Tück: Um die Anerkennung der Religions- und Gewissensfreiheit ist auf dem Konzil gerungen worden. Gerade die amerikanischen Bischöfe haben sich – unterstützt durch die Arbeiten von John Courtney Murray SJ (1904-1967) – dafür stark gemacht. Heute gibt es gerade in den USA Stimmen, die Dignitatis humanae neu interpretieren und für eine postliberale oder gar neointegralistische Position werben. Diese Stimmen haben Einfluss bis in die amerikanische Politik. Wie beurteilen Sie diese Entwicklungen?

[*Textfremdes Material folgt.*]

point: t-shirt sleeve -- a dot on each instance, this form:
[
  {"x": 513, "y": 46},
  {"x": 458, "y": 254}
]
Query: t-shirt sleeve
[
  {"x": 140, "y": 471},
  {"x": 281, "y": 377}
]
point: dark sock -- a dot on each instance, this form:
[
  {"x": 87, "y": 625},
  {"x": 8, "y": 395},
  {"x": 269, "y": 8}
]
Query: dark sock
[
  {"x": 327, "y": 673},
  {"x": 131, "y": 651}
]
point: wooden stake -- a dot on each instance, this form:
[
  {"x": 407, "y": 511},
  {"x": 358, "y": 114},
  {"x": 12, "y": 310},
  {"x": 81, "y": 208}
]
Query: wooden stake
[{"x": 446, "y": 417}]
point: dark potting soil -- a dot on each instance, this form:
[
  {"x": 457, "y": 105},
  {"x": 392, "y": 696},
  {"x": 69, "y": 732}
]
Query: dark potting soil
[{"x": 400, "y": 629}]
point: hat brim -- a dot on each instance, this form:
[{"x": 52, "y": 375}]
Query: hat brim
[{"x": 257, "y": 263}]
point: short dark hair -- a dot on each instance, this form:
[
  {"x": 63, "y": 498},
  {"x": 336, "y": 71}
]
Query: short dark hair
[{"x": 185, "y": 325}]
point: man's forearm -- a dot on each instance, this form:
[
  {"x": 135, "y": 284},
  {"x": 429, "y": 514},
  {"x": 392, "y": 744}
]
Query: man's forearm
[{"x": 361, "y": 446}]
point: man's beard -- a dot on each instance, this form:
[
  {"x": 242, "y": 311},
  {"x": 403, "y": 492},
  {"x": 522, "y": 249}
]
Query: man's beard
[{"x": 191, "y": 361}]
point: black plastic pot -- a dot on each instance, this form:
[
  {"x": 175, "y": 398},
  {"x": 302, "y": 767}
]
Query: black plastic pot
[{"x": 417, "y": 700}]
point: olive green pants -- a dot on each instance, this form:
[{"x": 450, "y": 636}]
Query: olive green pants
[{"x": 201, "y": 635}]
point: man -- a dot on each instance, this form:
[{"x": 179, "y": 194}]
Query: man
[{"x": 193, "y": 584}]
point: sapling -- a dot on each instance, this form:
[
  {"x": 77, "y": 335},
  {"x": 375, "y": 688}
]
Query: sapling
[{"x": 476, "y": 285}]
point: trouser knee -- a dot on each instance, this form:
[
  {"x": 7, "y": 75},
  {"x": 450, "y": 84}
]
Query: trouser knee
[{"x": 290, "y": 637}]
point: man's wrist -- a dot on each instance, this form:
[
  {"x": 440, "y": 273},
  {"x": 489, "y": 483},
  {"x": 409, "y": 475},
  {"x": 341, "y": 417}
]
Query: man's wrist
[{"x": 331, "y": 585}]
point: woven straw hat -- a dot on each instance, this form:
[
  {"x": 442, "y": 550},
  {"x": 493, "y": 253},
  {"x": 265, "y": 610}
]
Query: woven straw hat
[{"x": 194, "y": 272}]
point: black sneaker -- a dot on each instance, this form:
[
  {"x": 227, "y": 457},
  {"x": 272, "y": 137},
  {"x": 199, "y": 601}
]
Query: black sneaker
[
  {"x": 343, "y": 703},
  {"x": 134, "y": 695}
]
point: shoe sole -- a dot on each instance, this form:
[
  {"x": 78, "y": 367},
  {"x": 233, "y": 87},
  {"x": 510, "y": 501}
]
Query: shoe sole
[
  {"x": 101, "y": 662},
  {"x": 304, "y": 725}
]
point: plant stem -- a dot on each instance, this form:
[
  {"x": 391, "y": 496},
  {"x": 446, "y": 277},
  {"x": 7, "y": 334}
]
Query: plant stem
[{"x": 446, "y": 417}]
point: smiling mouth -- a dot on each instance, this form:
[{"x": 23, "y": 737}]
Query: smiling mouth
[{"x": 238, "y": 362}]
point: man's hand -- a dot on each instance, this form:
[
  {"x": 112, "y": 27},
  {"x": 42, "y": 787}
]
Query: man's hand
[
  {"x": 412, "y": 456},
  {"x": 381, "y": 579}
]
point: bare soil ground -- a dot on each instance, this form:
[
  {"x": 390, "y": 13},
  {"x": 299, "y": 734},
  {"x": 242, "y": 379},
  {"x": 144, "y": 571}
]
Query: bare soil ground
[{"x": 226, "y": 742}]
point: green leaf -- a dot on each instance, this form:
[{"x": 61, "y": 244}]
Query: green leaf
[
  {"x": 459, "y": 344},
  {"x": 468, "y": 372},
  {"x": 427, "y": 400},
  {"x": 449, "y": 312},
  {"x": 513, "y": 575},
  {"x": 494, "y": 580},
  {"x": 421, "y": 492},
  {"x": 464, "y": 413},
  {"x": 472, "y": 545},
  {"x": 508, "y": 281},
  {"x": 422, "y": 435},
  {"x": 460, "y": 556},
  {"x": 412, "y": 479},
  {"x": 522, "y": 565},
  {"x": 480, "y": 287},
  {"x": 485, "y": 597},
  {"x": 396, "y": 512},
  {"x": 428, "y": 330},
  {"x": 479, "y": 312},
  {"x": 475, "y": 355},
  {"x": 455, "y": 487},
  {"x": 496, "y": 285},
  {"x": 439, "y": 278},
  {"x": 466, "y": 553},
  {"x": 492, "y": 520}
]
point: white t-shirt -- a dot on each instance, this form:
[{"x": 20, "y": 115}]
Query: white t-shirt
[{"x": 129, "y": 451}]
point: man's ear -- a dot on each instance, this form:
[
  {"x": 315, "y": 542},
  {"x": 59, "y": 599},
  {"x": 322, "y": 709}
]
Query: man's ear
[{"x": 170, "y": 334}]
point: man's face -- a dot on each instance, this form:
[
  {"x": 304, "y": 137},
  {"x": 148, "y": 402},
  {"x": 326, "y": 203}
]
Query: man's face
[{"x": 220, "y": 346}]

Kasper: Ich bin früher oft, aber jetzt schon längere Zeit nicht mehr in den Vereinigten Staaten von Amerika gewesen. Inzwischen hat sich dort in Gesellschaft und Kirche vieles verändert, in das ich mich nicht einmischen will. Wenn man an die Pilgrim Fathers denkt, welche die Verfassung der Vereinigten Staaten maßgeblich mitbestimmt haben und dabei erstmals schon zehn Jahre vor der Französischen Revolution von Gott gegebenen Menschenrechten gesprochen haben und die an der der Einfahrt nach New York für Neuankömmlinge eine riesige Freiheitsstatue aufgestellt haben, wenn ich zudem an die multikulturelle, multireligiöse und multikonfessionelle Zusammensetzung der US-Bevölkerung denke, dann kann ich mir einen Postliberalismus oder Neo-Integralismus, was immer man darunter versteht, nicht vorstellen. Doch darüber müssen die Amerikaner selbst entscheiden.

Ein Drittes Vatikanisches Konzil?

Tück: Ihre Tübinger Kollegen Hans Küng und Norbert Greinacher haben schon vor der Jahrtausendwende ein Drittes Vatikanisches Konzil gefordert. Wäre die Zeit heute reif dafür?

Kasper: Mit großer Wahrscheinlichkeit wird es noch vor dem Weltuntergang wieder einmal ein Konzil geben. Im Augenblick scheint mir dazu die Zeit aber nicht reif zu sein. Nicht nur die Kirche, die Welt steckt mitten in einem tiefgreifenden Transformationsprozess. Ich habe eingangs vom schwierigen Übergang von der Moderne in eine noch ziemlich unbestimmte Postmoderne gesprochen. Da muss vieles erst einmal wachsen und reifen. In der Kirche müssen wir unter vielem anderen uns erstmal mit Geduld klar werden, wie synodale Strukturen konkret aussehen sollen, erst dann kann der Papst ein Konzil als universale Synode einberufen. Sie wird kein Drittes Vatikanum sein, vielleicht dem Ort nach, aber nicht in der Gestalt und in der Thematik. Es gilt nicht nur manche ungelösten Probleme des Zweiten Vatikanischen Konzils nachträglich zu klären. Wenn es zu einer neuen Weltordnung, das heißt Einheit und Vielfalt in einer zwar digital vernetzten, aber vermutlich multipolaren Welt kommt, dann stellen sich für eine Weltkirche viele neue Probleme der Einheit in der Vielfalt, die sich in der bipolaren Welt der 1960er Jahre des Zweiten Vatikanums anders gestellt haben. Erneuerung aus dem Evangelium wird dann neu aktuell werden.